La sindrome di Madame Bovary: il concetto di Flaubert

La sindrome di Madame Bovary: il concetto di Flaubert

La sindrome di Madame Bovary o “bovarismo” corrisponde a un disturbo comportamentale che nasce nel 1856-1857, a seguito della pubblicazione del romanzo di Gustave Flaubert intitolato Madame Bovary.

La sindrome di Madame Bovary, che racchiude il messaggio dell’intero romanzo, si basa sulla disillusione riguardante l’idealizzazione dell’amore, presentato per lo più nei romanzi di stampo romantico del XIX secolo. All’interno di questi romanzi venivano narrate delle vere e proprie fiabe incentrate su due innamorati che si sposano e vivono per sempre felici e contenti.

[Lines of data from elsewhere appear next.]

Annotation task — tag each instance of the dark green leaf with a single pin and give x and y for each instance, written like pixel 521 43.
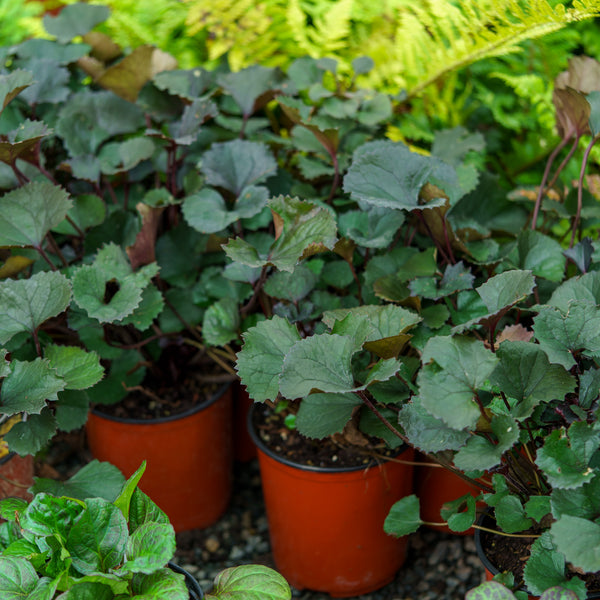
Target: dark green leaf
pixel 579 540
pixel 426 432
pixel 321 415
pixel 320 362
pixel 237 164
pixel 561 334
pixel 221 322
pixel 373 228
pixel 75 20
pixel 12 84
pixel 94 480
pixel 27 303
pixel 29 212
pixel 403 517
pixel 260 361
pixel 461 367
pixel 565 459
pixel 31 436
pixel 28 386
pixel 480 454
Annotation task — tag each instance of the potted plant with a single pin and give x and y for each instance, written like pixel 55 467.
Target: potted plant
pixel 482 326
pixel 105 539
pixel 135 182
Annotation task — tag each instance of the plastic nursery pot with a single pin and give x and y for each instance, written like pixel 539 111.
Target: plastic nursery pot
pixel 189 457
pixel 492 570
pixel 192 585
pixel 16 476
pixel 244 448
pixel 326 524
pixel 435 486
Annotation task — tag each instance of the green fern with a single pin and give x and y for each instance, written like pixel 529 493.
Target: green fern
pixel 17 20
pixel 443 37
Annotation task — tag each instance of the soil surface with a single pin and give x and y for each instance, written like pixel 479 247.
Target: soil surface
pixel 157 398
pixel 511 553
pixel 352 449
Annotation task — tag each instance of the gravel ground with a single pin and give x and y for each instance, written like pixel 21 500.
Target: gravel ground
pixel 439 566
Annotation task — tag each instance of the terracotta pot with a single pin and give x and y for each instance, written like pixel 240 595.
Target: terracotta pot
pixel 16 476
pixel 326 524
pixel 435 486
pixel 244 448
pixel 491 570
pixel 192 585
pixel 189 458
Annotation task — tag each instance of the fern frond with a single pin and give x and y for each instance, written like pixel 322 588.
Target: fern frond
pixel 438 37
pixel 332 30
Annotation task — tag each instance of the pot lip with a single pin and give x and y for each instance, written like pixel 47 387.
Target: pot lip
pixel 193 586
pixel 197 408
pixel 311 468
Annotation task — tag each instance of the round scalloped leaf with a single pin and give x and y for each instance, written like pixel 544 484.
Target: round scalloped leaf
pixel 546 567
pixel 374 228
pixel 461 366
pixel 207 212
pixel 117 157
pixel 29 212
pixel 28 386
pixel 29 437
pixel 89 118
pixel 149 548
pixel 564 459
pixel 250 582
pixel 426 432
pixel 12 84
pixel 388 175
pixel 27 303
pixel 322 415
pixel 490 590
pixel 4 364
pixel 88 211
pixel 221 322
pixel 80 369
pixel 18 578
pixel 404 517
pixel 320 362
pixel 237 164
pixel 260 361
pixel 525 374
pixel 109 290
pixel 22 142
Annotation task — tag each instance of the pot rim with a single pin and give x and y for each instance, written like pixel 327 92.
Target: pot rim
pixel 312 468
pixel 197 408
pixel 193 586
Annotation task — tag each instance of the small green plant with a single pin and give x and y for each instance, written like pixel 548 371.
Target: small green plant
pixel 115 545
pixel 492 590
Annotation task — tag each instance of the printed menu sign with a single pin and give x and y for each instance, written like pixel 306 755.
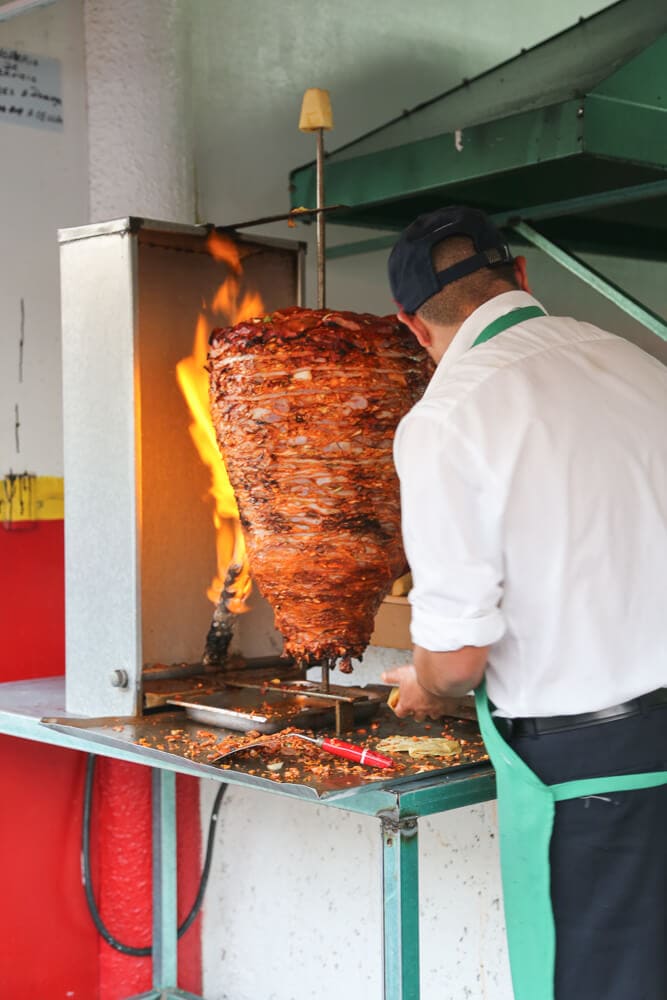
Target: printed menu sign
pixel 30 90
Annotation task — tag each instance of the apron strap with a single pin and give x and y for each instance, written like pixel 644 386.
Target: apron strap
pixel 512 318
pixel 616 783
pixel 526 808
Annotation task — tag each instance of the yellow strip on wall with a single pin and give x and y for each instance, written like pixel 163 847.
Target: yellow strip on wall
pixel 24 497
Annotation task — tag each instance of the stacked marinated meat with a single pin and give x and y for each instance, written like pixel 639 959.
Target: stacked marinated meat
pixel 305 404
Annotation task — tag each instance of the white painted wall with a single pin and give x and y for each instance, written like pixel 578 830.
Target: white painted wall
pixel 294 908
pixel 139 109
pixel 43 185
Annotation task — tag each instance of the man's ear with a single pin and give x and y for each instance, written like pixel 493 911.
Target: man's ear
pixel 417 326
pixel 521 274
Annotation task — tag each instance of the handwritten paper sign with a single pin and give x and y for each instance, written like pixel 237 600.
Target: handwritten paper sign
pixel 30 91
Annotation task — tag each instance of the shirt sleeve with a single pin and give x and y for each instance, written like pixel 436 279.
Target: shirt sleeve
pixel 451 522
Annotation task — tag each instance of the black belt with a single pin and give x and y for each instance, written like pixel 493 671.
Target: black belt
pixel 563 723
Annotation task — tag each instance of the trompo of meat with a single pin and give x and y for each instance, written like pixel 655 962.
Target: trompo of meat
pixel 305 404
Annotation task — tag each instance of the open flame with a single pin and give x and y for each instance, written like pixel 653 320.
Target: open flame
pixel 231 304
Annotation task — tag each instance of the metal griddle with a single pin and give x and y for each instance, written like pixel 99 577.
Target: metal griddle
pixel 264 709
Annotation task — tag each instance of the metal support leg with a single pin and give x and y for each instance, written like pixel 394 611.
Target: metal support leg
pixel 165 900
pixel 596 280
pixel 400 894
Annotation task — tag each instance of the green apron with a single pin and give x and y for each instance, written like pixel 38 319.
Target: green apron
pixel 526 808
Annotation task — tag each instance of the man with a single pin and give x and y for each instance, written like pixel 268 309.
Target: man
pixel 534 493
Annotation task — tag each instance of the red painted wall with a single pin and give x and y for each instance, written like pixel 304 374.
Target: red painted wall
pixel 49 947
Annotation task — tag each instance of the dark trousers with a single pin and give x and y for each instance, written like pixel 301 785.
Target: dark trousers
pixel 608 860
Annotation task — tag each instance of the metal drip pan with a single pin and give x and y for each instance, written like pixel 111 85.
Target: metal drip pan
pixel 269 711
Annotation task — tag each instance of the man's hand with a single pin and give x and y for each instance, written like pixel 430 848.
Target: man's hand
pixel 413 699
pixel 426 689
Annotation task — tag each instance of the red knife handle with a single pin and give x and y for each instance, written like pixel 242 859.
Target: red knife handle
pixel 352 752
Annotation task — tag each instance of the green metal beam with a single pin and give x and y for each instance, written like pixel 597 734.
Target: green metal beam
pixel 426 165
pixel 655 323
pixel 400 879
pixel 535 213
pixel 361 246
pixel 584 203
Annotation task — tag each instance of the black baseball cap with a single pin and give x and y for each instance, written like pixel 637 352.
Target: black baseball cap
pixel 412 276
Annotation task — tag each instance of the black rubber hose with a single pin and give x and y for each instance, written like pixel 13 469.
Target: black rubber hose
pixel 127 949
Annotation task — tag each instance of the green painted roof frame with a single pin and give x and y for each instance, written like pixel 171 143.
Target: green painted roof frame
pixel 568 122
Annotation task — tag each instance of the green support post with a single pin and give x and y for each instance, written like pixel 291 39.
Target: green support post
pixel 400 874
pixel 631 306
pixel 165 898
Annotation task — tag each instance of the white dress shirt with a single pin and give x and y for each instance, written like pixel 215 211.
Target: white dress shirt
pixel 534 495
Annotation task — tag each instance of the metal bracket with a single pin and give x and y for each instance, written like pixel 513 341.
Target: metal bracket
pixel 394 825
pixel 655 323
pixel 166 995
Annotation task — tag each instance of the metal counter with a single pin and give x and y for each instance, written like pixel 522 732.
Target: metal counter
pixel 397 801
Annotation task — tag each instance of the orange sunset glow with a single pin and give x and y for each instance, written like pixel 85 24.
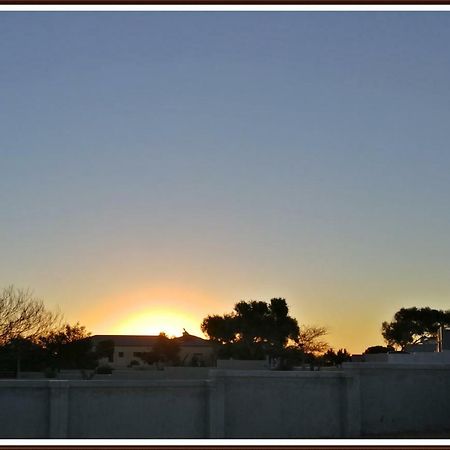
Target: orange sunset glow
pixel 151 311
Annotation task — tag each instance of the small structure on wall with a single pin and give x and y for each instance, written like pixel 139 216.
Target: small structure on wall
pixel 130 350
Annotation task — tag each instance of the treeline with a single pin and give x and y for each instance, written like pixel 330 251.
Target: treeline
pixel 260 330
pixel 33 338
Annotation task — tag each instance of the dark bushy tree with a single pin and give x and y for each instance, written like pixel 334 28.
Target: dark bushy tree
pixel 413 325
pixel 70 347
pixel 253 329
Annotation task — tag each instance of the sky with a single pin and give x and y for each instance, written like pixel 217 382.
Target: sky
pixel 157 167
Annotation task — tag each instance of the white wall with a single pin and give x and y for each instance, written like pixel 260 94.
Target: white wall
pixel 361 400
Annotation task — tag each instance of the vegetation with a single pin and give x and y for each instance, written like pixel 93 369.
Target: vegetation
pixel 22 316
pixel 34 338
pixel 413 325
pixel 253 329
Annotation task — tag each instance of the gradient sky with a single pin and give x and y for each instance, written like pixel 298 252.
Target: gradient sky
pixel 157 167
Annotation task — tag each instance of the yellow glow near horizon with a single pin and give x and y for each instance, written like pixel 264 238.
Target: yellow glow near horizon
pixel 153 322
pixel 151 310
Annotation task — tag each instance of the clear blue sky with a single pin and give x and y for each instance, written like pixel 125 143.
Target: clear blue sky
pixel 185 161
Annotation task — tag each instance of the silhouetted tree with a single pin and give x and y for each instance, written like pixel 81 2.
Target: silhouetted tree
pixel 70 347
pixel 23 316
pixel 413 325
pixel 253 329
pixel 310 340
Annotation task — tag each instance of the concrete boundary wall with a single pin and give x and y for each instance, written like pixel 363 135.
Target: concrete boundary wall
pixel 361 400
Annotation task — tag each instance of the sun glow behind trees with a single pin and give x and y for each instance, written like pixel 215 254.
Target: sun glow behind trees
pixel 153 322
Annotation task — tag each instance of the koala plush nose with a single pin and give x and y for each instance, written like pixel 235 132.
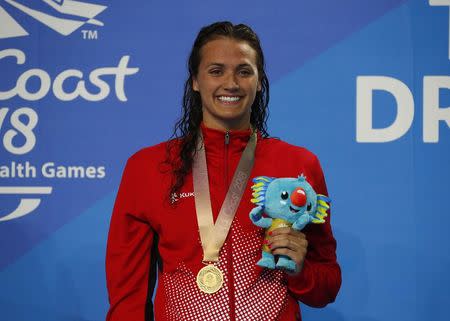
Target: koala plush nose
pixel 298 197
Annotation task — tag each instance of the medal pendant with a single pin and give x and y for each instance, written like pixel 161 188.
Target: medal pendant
pixel 209 279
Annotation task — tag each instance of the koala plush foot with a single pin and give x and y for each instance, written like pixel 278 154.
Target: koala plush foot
pixel 286 263
pixel 267 261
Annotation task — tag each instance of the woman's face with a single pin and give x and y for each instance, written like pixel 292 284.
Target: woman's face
pixel 227 81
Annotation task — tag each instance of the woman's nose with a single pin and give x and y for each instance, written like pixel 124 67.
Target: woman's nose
pixel 231 82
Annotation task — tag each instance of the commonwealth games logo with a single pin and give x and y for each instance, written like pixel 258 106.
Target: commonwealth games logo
pixel 63 16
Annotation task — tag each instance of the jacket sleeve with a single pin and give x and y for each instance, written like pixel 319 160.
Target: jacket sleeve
pixel 320 279
pixel 128 250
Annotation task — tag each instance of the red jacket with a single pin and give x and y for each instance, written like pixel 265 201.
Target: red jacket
pixel 249 292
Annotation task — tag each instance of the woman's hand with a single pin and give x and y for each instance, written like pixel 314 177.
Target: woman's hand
pixel 289 242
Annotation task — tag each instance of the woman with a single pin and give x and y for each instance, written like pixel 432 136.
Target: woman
pixel 207 250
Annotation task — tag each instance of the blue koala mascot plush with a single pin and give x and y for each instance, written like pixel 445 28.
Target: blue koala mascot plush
pixel 286 202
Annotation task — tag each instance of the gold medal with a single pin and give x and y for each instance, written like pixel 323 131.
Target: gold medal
pixel 209 279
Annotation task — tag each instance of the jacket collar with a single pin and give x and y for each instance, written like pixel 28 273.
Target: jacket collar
pixel 220 142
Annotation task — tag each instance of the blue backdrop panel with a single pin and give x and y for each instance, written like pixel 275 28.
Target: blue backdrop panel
pixel 82 90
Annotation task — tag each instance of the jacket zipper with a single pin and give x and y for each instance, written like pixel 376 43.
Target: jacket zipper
pixel 227 142
pixel 230 257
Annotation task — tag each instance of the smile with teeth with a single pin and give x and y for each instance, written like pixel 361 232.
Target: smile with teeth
pixel 229 99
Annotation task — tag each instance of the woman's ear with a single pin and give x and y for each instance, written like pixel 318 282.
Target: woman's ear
pixel 194 84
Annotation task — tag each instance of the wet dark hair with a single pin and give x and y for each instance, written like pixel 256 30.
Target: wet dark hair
pixel 180 154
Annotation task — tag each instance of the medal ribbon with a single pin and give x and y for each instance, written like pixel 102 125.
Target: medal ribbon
pixel 213 235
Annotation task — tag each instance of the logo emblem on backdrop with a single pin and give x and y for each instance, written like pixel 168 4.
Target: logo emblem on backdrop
pixel 63 16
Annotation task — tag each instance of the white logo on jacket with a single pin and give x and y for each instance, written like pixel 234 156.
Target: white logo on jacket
pixel 80 13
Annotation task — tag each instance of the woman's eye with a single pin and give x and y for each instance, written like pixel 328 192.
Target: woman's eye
pixel 245 72
pixel 215 72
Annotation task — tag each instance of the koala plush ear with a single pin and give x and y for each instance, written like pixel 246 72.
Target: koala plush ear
pixel 323 204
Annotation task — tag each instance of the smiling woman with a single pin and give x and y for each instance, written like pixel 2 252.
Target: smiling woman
pixel 227 81
pixel 186 202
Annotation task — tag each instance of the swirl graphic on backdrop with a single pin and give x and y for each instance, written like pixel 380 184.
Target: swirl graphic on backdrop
pixel 27 204
pixel 86 12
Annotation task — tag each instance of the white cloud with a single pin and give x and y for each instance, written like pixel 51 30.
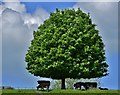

I romanzi di Jane Austen mantengono fedelmente questa struttura: un esempio è Orgoglio e Pregiudizio.

Scrivendo Madame Bovary, Flaubert si focalizza sulla vita che i due innamorati vivono all’interno del matrimonio, dalla quale scaturirà la sindrome di Madame Bovary.

Il tema principale dell’opera è la noia che nasce dall’insoddisfazione della protagonista, legata principalmente al rapporto con il marito Charles, un uomo molto più grande di lei e fisicamente poco attraente. Charles, una volta sposati, le darà il suo cognome e, di conseguenza, il suo titolo nobiliare. È proprio a causa del titolo di “Madame” che il lettore, procedendo alla lettura del romanzo, si aspetterà determinati comportamenti conformi alla sua posizione sociale.

Nonostante ciò, Emma Bovary non nasconde la sua infelicità coniugale. Ciò che le si pone da ostacolo tra lei e la felicità è proprio la percezione romantica che esista qualcosa di più, un futuro più allettante che deve riuscire a trovare. Ciò che darà inizio alla sindrome di Madame Bovary, infatti, sarà proprio l’influenza dei romanzi di stampo romantico dai quali ricava i suoi desideri, come sfoggiare begli abiti viaggiando in carrozza o danzando ai galà, tutto ciò destando sempre ammirazione. Inizierà così la sua ricerca di una vita migliore, che penserà di aver trovato con ognuno dei suoi amanti. 

Sindrome di Madame Bovary e l’adulterio

Un ruolo centrale all’interno di Madame Bovary è costituito dall’adulterio. Nei romanzi tradizionali, l’adulterio è inconcepibile: l’amore nasce in maniera semplice tra i due innamorati, che dopo diverse prove riescono a ricongiungersi definitivamente e a unirsi in matrimonio, ma l’adulterio non è parte delle peripezie che i due amanti sono costretti ad affrontare per coronare il loro sogno d’amore. In Madame Bovary, infatti, si dà l’illusione di aver adempito alla norma sociale per eccellenza, celebrando questo matrimonio tra Emma e Charles. La loro unione verrà coronata anche dalla nascita di una graziosa bambina. A seguito di questo lieto evento avverrà la rottura di questa cornice sociale: Emma tradirà per la prima volta Charles. L’adulterio, all’interno dell’opera, è un atto di autodeterminazione individuale e la più alta espressione del desiderio che condurrà alla sindrome di Madame Bovary.

Sarà proprio questo desiderio a portare Emma Bovary alla rovina. Di volta in volta, Madame Bovary verrà intrappolata dai suoi amanti che si succederanno nel corso della narrazione e che, infine, la tradiranno e deluderanno le sue attese riguardo una vita diversa. È questo ciò che darà inizio alla sindrome di Madame Bovary

Alla fine del romanzo, l’eroina verrà punita per le sue azioni e la sua anima diverrà un campo di battaglia tra il bene e il male. La sindrome di Madame Bovary si trasforma man mano in un vero e proprio conflitto interiore, causato dalla sua perenne insoddisfazione che, infine, la condurrà al suicidio.  Emma morirà, infatti, a causa della sua istintività: la sua sarà una morte assurda e terribile nella sua banalità.

Ciò che diviene evidente dopo la morte di Madame Bovary è l’intento di Flaubert, che andrà a plasmare la definizione della sindrome di Madame Bovary. Flaubert nel suo romanzo rivolge una forte critica al Romanticismo, che conduce le persone a idealizzare la realtà inadeguata in cui vivono, favorendo così l’illusione e la perenne insoddisfazione che non genererà mai a una vera e propria felicità dell’individuo.